The original idea was to encapsulate the old and worn-down timber core within a new climatic shell, leaving the old house standing freely and structurally unstressed inside, with the traditional timber constructions exposed. The added construction followed its own grid module, which – apart from a number of technical advantages – gave an interesting “syncopation” of window openings between the old and new structures.
However, in the project that was built, a more conventional renovation approach was chosen for the existing house. This reduced our architectural contribution to apply to the addition towards the west, and a small annex.

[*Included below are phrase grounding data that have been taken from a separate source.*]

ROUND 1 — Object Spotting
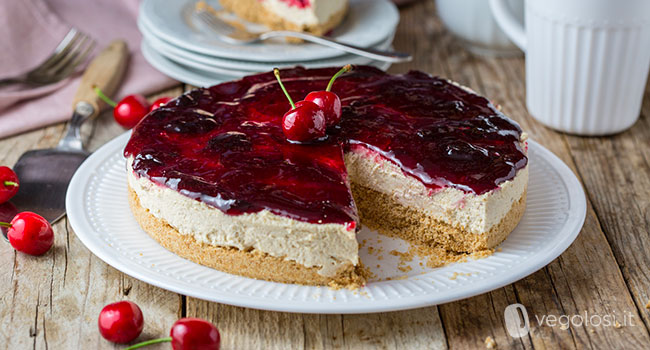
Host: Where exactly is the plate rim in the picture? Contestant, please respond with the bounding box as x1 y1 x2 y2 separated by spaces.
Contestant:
67 132 586 314
138 0 400 62
140 40 392 87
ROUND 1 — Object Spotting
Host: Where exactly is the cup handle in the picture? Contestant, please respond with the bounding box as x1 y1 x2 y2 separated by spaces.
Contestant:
489 0 526 51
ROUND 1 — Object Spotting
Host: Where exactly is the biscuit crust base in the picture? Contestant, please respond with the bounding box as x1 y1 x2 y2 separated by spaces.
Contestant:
218 0 348 37
128 181 525 287
351 183 527 252
128 187 368 287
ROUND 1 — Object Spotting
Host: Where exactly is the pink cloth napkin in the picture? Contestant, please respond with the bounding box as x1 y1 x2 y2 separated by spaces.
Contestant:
0 0 177 139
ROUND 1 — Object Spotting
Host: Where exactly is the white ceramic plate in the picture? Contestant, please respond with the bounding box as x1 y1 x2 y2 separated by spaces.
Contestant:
141 39 392 87
138 17 396 73
67 133 586 314
139 0 399 62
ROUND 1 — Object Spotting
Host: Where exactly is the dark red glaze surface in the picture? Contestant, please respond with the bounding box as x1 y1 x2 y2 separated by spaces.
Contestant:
125 66 527 225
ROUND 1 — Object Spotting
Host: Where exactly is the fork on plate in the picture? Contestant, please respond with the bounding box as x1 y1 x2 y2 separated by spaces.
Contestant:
195 10 412 63
0 28 96 87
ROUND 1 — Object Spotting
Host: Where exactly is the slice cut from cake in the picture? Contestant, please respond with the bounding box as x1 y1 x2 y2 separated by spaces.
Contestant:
217 0 349 36
124 66 528 287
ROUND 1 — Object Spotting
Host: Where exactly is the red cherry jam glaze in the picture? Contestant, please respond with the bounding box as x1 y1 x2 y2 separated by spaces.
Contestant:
125 66 527 225
279 0 310 8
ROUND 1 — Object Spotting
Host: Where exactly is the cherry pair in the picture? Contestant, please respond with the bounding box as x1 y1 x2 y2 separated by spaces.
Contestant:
274 65 352 143
0 166 54 256
98 301 220 350
95 87 172 129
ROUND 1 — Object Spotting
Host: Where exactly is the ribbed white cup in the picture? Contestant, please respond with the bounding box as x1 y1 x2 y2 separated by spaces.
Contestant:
490 0 650 135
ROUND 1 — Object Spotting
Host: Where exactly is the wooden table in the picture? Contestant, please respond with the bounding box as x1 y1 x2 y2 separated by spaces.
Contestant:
1 1 649 348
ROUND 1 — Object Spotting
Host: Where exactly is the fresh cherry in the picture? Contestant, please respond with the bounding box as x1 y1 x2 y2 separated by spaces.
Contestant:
0 166 19 204
170 318 221 350
124 317 220 350
274 68 327 143
0 212 54 256
283 101 327 142
98 301 144 344
304 64 352 126
114 95 150 129
94 87 151 129
149 97 172 112
304 91 341 127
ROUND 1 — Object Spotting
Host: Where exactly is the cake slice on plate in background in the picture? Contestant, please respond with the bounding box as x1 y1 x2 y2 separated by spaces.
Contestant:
217 0 349 36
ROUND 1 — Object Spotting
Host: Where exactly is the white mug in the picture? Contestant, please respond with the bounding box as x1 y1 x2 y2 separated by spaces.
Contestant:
489 0 650 135
437 0 523 57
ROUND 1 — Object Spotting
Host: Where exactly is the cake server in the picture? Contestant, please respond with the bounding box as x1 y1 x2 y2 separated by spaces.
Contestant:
9 40 128 225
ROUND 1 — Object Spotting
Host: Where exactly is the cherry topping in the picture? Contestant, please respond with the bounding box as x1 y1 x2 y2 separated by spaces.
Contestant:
1 212 54 256
282 101 326 142
0 166 19 204
304 91 340 127
98 301 144 344
304 65 352 127
161 111 220 134
205 132 252 153
150 97 172 111
274 68 326 142
95 87 151 129
124 66 527 226
123 317 220 350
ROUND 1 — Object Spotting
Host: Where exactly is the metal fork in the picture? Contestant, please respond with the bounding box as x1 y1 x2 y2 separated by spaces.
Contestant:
195 10 412 63
0 28 96 87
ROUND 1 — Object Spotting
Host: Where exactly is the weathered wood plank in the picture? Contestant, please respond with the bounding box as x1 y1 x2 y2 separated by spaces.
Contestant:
185 300 448 350
342 308 447 350
186 302 308 350
563 84 650 331
419 4 650 348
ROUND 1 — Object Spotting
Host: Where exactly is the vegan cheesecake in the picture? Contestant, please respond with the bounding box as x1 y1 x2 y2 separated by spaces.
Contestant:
125 66 528 287
217 0 348 36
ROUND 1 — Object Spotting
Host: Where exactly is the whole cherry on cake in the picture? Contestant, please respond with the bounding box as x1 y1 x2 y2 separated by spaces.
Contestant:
0 166 19 204
304 64 352 126
274 68 327 143
0 211 54 256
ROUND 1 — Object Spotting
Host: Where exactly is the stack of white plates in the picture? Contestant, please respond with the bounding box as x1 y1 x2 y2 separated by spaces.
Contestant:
138 0 400 87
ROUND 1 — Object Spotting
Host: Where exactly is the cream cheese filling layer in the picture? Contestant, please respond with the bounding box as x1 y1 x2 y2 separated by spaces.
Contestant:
261 0 347 27
344 141 528 235
127 158 358 277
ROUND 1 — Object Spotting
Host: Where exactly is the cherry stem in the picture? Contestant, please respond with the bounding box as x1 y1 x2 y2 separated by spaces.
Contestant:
273 68 295 109
0 222 11 228
326 64 353 92
123 337 172 350
3 181 18 187
93 85 118 108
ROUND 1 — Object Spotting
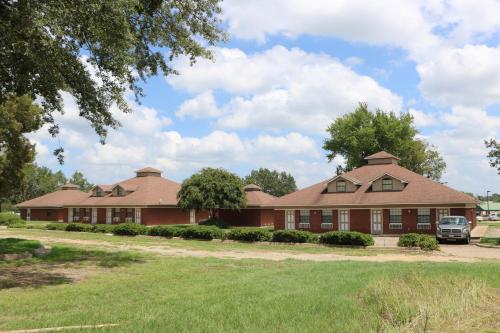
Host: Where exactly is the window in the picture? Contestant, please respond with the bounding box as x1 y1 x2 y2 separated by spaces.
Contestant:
47 210 52 217
116 187 124 196
336 180 346 192
113 208 121 218
339 210 349 231
382 178 393 191
73 208 79 216
83 208 90 217
299 210 310 228
321 210 333 223
417 208 430 224
389 208 402 223
95 188 103 197
126 208 133 218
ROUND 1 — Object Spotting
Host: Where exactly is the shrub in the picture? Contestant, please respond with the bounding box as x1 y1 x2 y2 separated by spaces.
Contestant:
148 225 186 238
65 223 94 232
181 225 224 240
226 228 272 242
112 223 148 236
319 231 374 246
45 223 68 231
398 233 439 251
271 230 317 243
199 218 228 229
7 222 27 229
92 224 116 234
0 212 25 226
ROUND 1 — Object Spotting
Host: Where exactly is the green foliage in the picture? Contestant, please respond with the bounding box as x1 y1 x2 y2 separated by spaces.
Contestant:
0 96 42 199
271 230 318 243
323 103 446 180
92 224 116 234
199 218 228 229
244 168 297 197
485 139 500 174
398 233 439 251
181 225 224 240
69 171 94 192
65 223 94 232
7 222 27 229
479 237 500 246
45 223 68 231
177 168 246 218
148 225 186 238
112 223 148 236
0 238 42 255
0 0 226 163
226 228 272 242
0 212 24 226
319 231 374 246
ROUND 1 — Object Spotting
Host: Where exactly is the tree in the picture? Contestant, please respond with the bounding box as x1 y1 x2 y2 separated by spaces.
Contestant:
0 0 226 157
177 168 246 218
485 139 500 174
0 96 42 198
323 103 446 180
244 168 297 197
69 171 94 192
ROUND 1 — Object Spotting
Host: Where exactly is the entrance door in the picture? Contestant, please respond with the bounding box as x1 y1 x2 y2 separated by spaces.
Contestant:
339 210 349 231
26 208 31 221
92 208 97 224
135 208 141 225
106 208 112 224
437 208 449 222
371 209 383 234
285 210 295 230
68 207 73 223
189 209 196 224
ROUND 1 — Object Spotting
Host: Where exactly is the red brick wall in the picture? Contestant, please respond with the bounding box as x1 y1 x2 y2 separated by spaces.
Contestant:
350 209 371 233
141 207 209 226
20 208 65 222
331 209 338 231
402 208 417 233
274 210 285 229
309 210 322 233
259 209 275 227
219 209 262 227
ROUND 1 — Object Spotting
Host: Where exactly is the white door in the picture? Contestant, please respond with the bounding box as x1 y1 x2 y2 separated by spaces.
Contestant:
135 208 141 225
26 208 31 221
189 209 196 224
68 207 73 223
92 208 97 224
285 210 295 230
339 210 350 231
106 208 112 224
437 208 449 222
371 209 383 234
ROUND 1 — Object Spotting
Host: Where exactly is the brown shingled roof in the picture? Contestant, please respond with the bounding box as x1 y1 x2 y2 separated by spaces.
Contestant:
271 163 477 207
16 189 89 208
243 184 276 207
365 151 400 160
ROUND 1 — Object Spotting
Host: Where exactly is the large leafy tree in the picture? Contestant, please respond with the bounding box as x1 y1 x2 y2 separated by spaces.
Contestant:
69 171 94 192
177 168 246 219
323 103 446 180
485 139 500 174
0 96 42 197
244 168 297 197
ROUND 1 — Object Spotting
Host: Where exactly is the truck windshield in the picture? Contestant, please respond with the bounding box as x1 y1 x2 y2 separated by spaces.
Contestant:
440 217 465 225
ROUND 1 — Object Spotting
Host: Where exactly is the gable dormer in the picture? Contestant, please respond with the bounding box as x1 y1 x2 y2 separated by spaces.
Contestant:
92 185 113 197
369 173 408 192
326 175 362 193
111 184 137 197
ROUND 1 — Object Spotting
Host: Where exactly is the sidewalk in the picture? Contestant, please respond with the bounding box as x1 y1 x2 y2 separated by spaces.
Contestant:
471 225 488 238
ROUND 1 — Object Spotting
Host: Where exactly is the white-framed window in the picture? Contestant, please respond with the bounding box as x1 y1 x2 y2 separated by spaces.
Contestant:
73 208 80 221
389 208 402 223
135 208 141 225
26 208 31 221
437 208 449 222
336 180 346 192
116 187 124 196
321 209 333 223
299 209 310 228
106 208 112 224
417 208 431 224
92 208 97 224
339 210 349 231
382 178 393 191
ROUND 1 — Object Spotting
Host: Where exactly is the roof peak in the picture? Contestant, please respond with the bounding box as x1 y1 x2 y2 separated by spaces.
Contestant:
364 151 400 165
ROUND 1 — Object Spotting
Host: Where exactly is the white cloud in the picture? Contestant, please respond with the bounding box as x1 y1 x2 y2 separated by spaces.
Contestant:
169 46 402 132
176 91 221 119
408 108 437 127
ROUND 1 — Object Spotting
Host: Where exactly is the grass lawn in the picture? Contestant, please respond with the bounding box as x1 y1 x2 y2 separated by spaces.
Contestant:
480 237 500 246
0 240 498 333
478 221 500 227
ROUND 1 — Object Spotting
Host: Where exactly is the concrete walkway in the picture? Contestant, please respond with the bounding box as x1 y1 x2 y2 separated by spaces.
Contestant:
471 225 488 238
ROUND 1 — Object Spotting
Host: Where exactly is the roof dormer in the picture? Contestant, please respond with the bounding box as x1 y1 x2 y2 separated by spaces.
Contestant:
135 167 162 177
369 173 408 192
365 151 400 165
60 183 79 190
92 185 112 197
326 175 362 193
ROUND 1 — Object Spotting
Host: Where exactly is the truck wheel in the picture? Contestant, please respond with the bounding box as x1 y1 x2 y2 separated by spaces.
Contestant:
465 235 470 244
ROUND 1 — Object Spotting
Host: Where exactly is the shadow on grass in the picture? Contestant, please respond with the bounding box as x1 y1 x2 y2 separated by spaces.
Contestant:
43 246 144 268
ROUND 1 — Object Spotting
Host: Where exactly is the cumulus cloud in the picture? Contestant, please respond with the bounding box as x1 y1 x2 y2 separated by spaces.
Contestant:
176 91 221 119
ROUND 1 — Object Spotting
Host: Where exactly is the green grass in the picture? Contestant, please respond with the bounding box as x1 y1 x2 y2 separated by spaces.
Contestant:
478 221 500 227
0 228 407 256
480 237 500 246
0 238 41 254
0 248 498 332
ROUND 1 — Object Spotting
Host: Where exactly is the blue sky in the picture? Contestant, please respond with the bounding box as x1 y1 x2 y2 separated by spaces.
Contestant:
29 0 500 195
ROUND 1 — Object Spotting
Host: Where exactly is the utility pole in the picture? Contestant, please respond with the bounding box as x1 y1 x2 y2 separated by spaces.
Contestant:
486 190 491 215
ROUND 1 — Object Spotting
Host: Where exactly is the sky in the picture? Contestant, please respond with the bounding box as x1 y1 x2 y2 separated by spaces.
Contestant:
28 0 500 195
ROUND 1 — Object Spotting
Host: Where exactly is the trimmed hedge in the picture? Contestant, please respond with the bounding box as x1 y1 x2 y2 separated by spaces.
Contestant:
112 223 148 236
0 212 25 226
181 225 224 240
45 223 68 231
226 228 272 242
148 225 186 238
398 233 439 251
8 223 28 229
199 218 228 229
271 230 317 243
319 231 374 246
92 224 116 234
66 223 94 232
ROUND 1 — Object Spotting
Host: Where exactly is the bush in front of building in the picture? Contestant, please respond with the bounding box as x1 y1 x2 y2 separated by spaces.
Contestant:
181 225 224 240
92 224 116 234
199 218 228 229
226 228 272 242
398 233 439 251
319 231 374 247
0 212 25 227
45 223 68 231
112 223 148 236
271 230 318 243
66 223 94 232
148 225 186 238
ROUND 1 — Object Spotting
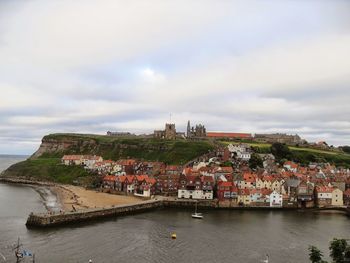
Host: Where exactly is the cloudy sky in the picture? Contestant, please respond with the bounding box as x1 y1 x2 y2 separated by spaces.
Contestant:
0 0 350 154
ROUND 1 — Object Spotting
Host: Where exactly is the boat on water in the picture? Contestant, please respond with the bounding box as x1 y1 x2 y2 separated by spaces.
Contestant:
261 254 269 263
191 202 203 219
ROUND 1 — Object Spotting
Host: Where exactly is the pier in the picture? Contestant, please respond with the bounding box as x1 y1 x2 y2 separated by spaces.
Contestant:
26 200 163 227
25 199 350 227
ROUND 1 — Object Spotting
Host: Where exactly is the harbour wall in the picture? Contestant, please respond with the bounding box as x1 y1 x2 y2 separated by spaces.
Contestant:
26 200 163 227
26 199 309 228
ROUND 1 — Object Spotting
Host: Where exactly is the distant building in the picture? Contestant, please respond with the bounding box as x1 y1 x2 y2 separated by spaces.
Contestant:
106 131 134 137
206 132 253 140
254 133 304 145
187 120 206 138
154 123 177 140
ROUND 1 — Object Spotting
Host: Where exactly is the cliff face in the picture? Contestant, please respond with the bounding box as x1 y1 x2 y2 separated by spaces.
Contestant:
29 133 215 164
30 136 97 159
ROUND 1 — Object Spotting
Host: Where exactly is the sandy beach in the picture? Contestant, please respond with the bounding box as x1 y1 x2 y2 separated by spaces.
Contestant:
54 185 143 212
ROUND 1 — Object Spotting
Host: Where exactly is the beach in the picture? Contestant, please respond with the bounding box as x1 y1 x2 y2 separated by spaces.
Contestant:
54 185 143 212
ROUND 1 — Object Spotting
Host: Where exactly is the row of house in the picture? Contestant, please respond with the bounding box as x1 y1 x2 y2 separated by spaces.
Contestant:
61 153 350 208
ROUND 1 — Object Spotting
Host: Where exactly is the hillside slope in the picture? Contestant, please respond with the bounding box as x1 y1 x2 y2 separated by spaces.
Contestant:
1 133 215 184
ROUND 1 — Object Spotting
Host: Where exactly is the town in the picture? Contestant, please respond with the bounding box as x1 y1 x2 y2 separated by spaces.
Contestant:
61 122 350 209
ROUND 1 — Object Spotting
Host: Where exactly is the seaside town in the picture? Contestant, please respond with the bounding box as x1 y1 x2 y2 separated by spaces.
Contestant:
61 121 350 209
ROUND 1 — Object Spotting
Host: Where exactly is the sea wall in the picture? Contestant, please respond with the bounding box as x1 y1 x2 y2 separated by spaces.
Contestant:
26 200 163 227
26 198 350 228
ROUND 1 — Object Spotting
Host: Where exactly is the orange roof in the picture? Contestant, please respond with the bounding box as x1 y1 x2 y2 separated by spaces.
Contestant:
145 178 156 185
243 172 256 183
118 176 127 183
207 132 252 139
316 186 333 193
218 181 233 187
103 175 117 182
136 175 148 182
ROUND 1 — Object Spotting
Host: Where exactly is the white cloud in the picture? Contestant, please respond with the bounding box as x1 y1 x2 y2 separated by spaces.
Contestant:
0 0 350 153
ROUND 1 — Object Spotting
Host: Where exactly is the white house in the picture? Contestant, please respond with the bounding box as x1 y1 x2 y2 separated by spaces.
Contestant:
269 190 283 207
177 189 213 200
227 144 251 161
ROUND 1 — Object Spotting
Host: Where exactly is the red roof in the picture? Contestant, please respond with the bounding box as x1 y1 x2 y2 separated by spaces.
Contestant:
103 175 117 182
145 178 156 185
218 181 233 187
207 132 252 139
243 172 256 183
316 186 333 193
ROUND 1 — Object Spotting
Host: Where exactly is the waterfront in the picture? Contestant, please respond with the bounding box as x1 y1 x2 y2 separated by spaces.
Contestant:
1 156 350 262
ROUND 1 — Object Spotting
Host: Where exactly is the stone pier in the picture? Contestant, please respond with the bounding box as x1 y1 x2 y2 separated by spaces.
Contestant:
26 200 163 227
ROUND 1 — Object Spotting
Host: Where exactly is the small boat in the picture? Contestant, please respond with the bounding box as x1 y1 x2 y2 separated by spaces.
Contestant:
171 233 177 239
191 202 203 219
261 254 269 263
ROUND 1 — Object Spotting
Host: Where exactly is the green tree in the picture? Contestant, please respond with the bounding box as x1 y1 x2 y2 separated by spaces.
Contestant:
329 238 348 263
309 245 324 263
249 153 263 169
270 142 291 161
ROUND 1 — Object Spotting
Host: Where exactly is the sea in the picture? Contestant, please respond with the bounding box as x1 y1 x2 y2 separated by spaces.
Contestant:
0 155 349 263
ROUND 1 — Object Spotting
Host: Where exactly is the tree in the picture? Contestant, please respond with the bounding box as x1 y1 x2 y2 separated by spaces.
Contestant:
270 142 292 161
309 245 324 263
249 153 263 169
329 238 348 263
340 146 350 154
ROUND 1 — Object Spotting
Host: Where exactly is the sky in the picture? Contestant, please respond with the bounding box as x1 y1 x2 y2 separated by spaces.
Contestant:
0 0 350 154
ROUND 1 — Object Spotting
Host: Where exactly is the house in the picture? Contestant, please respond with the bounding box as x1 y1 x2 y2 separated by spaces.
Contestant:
297 181 314 208
116 159 137 175
238 172 256 189
217 181 234 201
82 155 103 168
125 175 136 194
156 174 180 196
269 190 283 207
250 189 271 206
331 188 343 206
315 186 333 207
201 176 214 199
238 189 251 206
344 189 350 206
102 175 117 190
271 179 285 194
228 144 251 161
283 161 298 173
177 175 202 199
61 155 83 165
134 176 156 198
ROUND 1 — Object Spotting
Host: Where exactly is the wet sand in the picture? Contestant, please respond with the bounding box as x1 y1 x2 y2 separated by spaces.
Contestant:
54 185 143 212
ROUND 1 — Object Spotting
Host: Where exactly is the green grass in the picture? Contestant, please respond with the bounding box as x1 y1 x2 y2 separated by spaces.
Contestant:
2 158 92 184
2 134 216 184
42 133 215 165
218 140 350 167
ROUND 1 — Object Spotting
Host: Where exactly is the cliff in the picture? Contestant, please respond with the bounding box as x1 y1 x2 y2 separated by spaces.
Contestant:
31 133 215 164
1 133 215 184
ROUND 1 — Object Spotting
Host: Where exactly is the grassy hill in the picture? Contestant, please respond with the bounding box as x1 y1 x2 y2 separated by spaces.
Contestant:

The addition is a pure extension of the existing building, and re-uses the geometrical principle with asymmetrical dormer windows to let in light and give a view from the loft. The primary construction for the extension is prefabricated pine glulam. The interior is clad in birch plywood, while the exterior is clad in untreated spruce, which has grayed after two years of exposure to sunlight and rain. The roof is clad in standing seam zinc roofing, and the windows have two-fold frames with aluminum in the exterior and wood in the interior.
The climate in the area really is quite extreme, especially with wind conditions in mind. While the old house is guy-wired to the ground, the extension is wind-anchored to the encapsulating concrete slab that acts as a stabilizing counterweight.